Asked why the admissions office did not notify the Faculty Senate about the incentive program, Barry said he didn’t think such admissions or financial aid programs generally were run by the representative body.

“There is a faculty admissions committee. There is an enrollment services committee that includes deans and others,” he said. “Characteristically those are the bodies where we are routinely providing reports on our progress, and those bodies are each charged with different sorts of decision-making.

“I believe the enrollment services body may have heard about — we may have reported to them about the program — but routinely it would not be the case that we would go to the Faculty Senate for approval of these kinds of programs,” Barry said.

Barry expressed an intention to alter the school’s practice in the future.
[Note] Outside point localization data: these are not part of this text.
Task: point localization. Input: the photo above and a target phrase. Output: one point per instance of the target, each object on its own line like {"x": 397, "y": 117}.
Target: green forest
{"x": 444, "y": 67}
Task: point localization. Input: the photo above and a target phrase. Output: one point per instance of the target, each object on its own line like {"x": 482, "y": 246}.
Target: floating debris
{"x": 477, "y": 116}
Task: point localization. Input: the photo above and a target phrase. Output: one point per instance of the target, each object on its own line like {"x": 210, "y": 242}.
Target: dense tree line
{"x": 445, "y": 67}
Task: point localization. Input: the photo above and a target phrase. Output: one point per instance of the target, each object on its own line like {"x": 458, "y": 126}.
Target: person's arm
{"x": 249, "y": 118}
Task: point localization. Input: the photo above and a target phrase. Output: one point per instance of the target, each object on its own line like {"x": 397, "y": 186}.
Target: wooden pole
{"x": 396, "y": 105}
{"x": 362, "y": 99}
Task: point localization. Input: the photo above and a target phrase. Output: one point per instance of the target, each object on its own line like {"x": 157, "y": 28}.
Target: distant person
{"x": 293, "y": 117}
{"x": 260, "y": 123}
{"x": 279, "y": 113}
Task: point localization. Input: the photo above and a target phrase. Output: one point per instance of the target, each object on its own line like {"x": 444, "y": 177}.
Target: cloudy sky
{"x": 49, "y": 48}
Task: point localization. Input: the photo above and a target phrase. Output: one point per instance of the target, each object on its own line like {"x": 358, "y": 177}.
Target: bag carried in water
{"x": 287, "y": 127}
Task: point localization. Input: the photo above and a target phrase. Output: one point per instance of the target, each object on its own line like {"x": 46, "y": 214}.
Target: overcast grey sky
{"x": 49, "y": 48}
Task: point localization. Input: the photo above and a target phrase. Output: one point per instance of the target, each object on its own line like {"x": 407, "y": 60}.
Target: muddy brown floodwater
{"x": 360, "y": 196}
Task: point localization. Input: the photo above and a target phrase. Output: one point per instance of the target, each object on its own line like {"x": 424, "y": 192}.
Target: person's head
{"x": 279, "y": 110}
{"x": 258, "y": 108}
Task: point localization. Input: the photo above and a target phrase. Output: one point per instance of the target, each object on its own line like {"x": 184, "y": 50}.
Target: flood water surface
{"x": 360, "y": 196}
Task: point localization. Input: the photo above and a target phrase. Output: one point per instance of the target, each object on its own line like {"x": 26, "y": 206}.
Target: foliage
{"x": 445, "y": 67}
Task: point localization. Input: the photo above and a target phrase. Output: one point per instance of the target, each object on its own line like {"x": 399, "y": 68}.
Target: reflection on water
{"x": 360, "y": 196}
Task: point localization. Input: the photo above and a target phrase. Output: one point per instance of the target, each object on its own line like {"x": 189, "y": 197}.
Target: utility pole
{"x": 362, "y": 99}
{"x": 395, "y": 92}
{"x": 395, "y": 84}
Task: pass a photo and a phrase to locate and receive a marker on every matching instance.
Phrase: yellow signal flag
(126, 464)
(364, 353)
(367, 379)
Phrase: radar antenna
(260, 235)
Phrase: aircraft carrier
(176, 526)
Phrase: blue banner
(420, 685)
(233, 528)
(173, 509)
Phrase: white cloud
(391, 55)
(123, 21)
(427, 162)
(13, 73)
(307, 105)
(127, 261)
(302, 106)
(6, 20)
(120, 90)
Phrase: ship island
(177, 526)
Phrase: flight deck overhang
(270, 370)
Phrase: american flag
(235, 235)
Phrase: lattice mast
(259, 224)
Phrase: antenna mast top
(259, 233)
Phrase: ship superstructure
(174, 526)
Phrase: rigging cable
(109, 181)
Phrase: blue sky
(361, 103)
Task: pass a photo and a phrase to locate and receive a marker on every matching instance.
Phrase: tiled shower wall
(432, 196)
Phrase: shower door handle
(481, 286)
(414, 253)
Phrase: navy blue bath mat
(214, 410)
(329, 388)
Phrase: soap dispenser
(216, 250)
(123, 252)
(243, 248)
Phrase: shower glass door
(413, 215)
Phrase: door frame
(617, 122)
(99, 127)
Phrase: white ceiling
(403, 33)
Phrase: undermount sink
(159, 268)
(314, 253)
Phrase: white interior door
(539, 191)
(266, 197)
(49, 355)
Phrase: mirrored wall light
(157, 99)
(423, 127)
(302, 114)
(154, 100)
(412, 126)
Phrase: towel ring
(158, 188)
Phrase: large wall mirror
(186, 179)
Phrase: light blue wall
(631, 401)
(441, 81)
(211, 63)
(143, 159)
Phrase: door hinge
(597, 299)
“The thing that we regret, and the mistake we made was to provide the cash incentives. It was motivated by a desire to recognize a mistake we had made in a process and to permit students access to additional financial aid. We probably shouldn’t have done that,” he said. “We should have just communicated it as strongly as we could and hoped that students would take advantage of the opportunity. We shouldn’t have provided the cash incentive.

“That said, we will continue — and as I say, most universities do — that if a student is admitted and takes a subsequent test score and does better on that test score and it’s going to help their financial aid in any way, shape or form, we’ll continue to accept that information, as would I think very, very, very many other national universities.”

Asked whether it is routine for other universities to host SAT retakes on their campus, Barry said, “I don’t know. I can’t speak to that. It is a College Board program that permits colleges and universities to host SAT sessions on their campus. How many actually do that and why they do it, I just can’t speak to that.”

Baylor’s residual SAT program was unique in that a student’s score could only be used at Baylor and could not be transferred to other universities, The Lariat reported.

About 28 percent of the newly admitted Baylor students accepted the incentives offer, and 151 of them earned the $1,000 per year merit scholarships, collectively raising Baylor’s average SAT score for incoming freshmen from 1200 to 1210, still nine points below last year’s freshman class and three points below the 2006 class.
Erin Roach is a staff writer for Baptist Press.